The event was part of Harvard’s third annual Worldwide Week, an event held to highlight international research conducted by Harvard faculty and to promote discussion of global issues.
In recent years, climate change has been a hot button issue for domestic and international policymakers. In September, Harvard affiliates and students went on strike to protest perceived climate denial and inaction on the part of governments around the world.
Graduate School of Design Dean Sarah M. Whiting introduced the panel, saying that water, “pardon the pun, saturates the curriculum” at GSD.
Whiting added that one of the goals of the panel was to “stimulate research on our campus and beyond.”

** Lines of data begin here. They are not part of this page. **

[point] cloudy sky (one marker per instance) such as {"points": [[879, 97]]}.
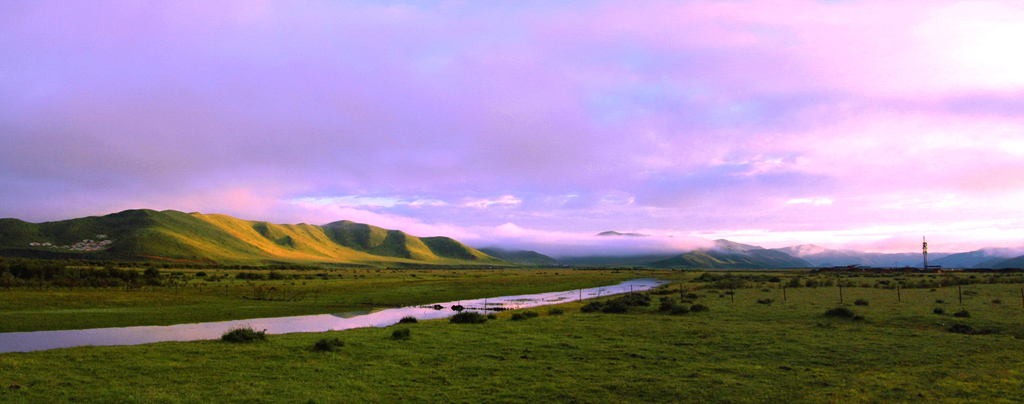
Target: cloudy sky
{"points": [[847, 124]]}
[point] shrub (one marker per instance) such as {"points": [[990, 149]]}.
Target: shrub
{"points": [[244, 334], [468, 317], [679, 309], [400, 333], [592, 307], [328, 345], [666, 304], [963, 328], [842, 312], [614, 307], [523, 315]]}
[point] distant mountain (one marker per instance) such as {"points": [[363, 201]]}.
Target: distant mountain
{"points": [[1017, 262], [729, 255], [985, 258], [613, 261], [519, 256], [615, 233], [821, 257], [146, 234]]}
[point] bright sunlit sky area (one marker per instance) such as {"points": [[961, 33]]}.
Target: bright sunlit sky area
{"points": [[846, 124]]}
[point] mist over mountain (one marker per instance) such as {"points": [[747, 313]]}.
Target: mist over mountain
{"points": [[984, 258], [821, 257], [519, 256]]}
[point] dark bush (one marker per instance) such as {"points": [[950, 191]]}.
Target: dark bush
{"points": [[842, 312], [400, 333], [468, 317], [328, 345], [245, 334], [642, 300], [616, 307], [523, 315], [666, 304], [679, 309], [592, 307], [963, 328], [967, 329]]}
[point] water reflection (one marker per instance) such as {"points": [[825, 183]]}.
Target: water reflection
{"points": [[38, 341]]}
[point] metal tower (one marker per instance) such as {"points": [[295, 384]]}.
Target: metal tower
{"points": [[924, 251]]}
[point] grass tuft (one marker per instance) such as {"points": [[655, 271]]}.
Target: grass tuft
{"points": [[328, 345], [243, 334]]}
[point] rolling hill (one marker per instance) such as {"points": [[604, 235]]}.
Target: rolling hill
{"points": [[146, 234], [523, 257]]}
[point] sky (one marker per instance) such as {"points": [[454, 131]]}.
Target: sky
{"points": [[845, 124]]}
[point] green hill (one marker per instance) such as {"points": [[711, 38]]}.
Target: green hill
{"points": [[145, 234], [520, 256]]}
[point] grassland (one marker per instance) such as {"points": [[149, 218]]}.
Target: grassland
{"points": [[739, 351], [221, 296]]}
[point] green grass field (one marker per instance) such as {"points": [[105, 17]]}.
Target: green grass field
{"points": [[190, 299], [739, 351]]}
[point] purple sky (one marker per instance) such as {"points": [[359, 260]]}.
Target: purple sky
{"points": [[847, 124]]}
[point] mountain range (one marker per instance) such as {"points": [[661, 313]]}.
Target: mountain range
{"points": [[172, 235]]}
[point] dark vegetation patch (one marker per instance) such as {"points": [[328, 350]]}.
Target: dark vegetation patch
{"points": [[400, 333], [969, 330], [523, 315], [244, 334], [328, 345], [468, 317], [843, 313]]}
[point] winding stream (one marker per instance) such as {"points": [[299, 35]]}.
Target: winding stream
{"points": [[39, 341]]}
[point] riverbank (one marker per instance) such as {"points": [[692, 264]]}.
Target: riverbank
{"points": [[743, 349], [203, 296]]}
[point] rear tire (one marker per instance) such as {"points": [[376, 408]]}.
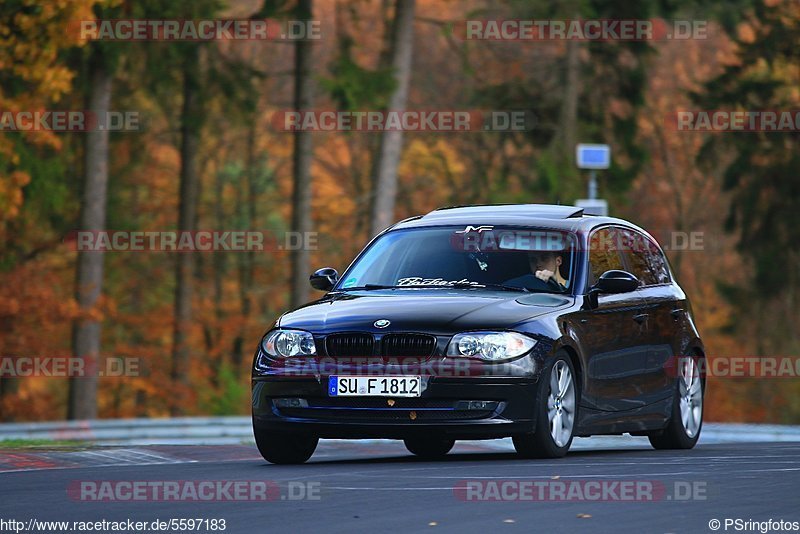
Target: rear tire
{"points": [[683, 429], [557, 411], [429, 448], [285, 448]]}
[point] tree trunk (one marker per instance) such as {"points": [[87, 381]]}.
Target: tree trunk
{"points": [[82, 401], [301, 195], [384, 168], [569, 107], [191, 117]]}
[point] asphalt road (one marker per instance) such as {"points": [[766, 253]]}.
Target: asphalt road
{"points": [[377, 486]]}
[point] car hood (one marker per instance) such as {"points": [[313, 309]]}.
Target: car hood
{"points": [[434, 311]]}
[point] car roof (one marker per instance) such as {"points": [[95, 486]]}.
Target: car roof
{"points": [[560, 217]]}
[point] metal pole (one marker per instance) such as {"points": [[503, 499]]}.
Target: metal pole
{"points": [[592, 184]]}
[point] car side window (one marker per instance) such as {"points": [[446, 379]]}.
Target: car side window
{"points": [[604, 253], [636, 250], [658, 263]]}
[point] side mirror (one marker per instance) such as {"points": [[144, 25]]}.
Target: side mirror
{"points": [[613, 281], [324, 279]]}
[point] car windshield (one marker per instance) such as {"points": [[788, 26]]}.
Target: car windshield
{"points": [[483, 257]]}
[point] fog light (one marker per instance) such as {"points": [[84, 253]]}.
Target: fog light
{"points": [[476, 405]]}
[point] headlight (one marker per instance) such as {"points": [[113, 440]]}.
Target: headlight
{"points": [[288, 343], [491, 346]]}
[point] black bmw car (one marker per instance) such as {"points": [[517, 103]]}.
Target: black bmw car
{"points": [[534, 322]]}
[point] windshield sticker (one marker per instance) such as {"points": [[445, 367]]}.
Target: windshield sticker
{"points": [[420, 281]]}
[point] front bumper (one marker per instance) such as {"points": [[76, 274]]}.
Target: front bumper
{"points": [[458, 407]]}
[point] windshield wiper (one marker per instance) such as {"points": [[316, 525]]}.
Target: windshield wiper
{"points": [[367, 287], [500, 286]]}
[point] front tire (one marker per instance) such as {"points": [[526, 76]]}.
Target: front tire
{"points": [[686, 421], [285, 448], [429, 448], [557, 410]]}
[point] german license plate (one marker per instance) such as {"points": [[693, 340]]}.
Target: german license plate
{"points": [[374, 386]]}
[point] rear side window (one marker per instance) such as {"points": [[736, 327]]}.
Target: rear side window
{"points": [[636, 250], [643, 258], [604, 253], [658, 263]]}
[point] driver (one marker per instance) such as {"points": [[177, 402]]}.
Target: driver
{"points": [[545, 266]]}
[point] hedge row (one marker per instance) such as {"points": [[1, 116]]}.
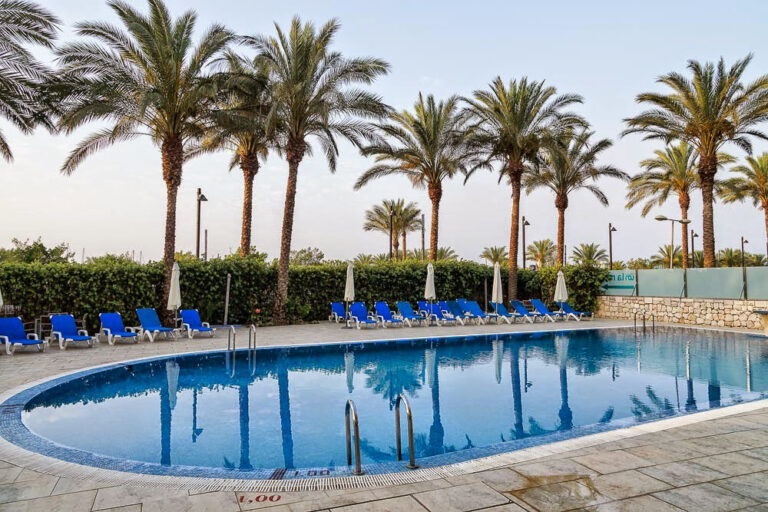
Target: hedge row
{"points": [[38, 289]]}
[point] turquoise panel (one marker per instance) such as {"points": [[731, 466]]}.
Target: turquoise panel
{"points": [[715, 283], [660, 283]]}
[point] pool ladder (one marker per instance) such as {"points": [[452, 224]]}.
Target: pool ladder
{"points": [[645, 315]]}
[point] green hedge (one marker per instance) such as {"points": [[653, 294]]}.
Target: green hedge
{"points": [[92, 288]]}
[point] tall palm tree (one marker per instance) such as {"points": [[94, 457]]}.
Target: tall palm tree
{"points": [[239, 125], [752, 184], [427, 146], [542, 251], [312, 98], [589, 254], [570, 164], [510, 124], [707, 111], [144, 79], [21, 75], [495, 254], [405, 218], [661, 258], [671, 172]]}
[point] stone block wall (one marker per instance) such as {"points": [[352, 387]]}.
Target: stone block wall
{"points": [[708, 312]]}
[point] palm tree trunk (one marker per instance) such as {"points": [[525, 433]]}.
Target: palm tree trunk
{"points": [[250, 166], [707, 170], [435, 194], [515, 175], [294, 154], [172, 151]]}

John D. Macomber, senior lecturer at the Business School, began the conversation by highlighting the “dissimilar” and often “contrasting” repercussions of climate change on international communities.
Macomber added that different regions may face different environmental consequences — extreme heat versus extreme cold, for example — and as such require different approaches to solving the problem of climate change.
Macomber urged the audience to remember that the consequences of climate change may be “small inconveniences for some of us… but for others this is an existential threat.”
In a wide-ranging conversation that lasted over an hour and a half, panelists discussed the repercussions of flooding in urban areas, public health, and the impact of climate change in the developing world, among other subjects.
Other panelists included Joyce E. Coffee, president of Chicago-based consulting firm Climate Resilience Consulting; John E. Fernández, professor of architecture at MIT; James Matheson, senior lecturer at the Business School; Efosa Ojomo, senior research fellow at the think tank Christensen Institute for Disruptive Innovation; and Loreta Castro Reguera, professor of architecture at Universidad Nacional Autonoma de Mexico.
Anna Demina, a Masters student in urban planning and policy at Northeastern University, said that she felt that the event effectively touched on issues affecting countries with developing infrastructure as well as urban cities and developed nations.
“A lot of people who are talking about climate resilience, about water resilience, they are thinking more about how we can protect cities and developed countries, and I don’t see much discussion about developing countries,” said Demina.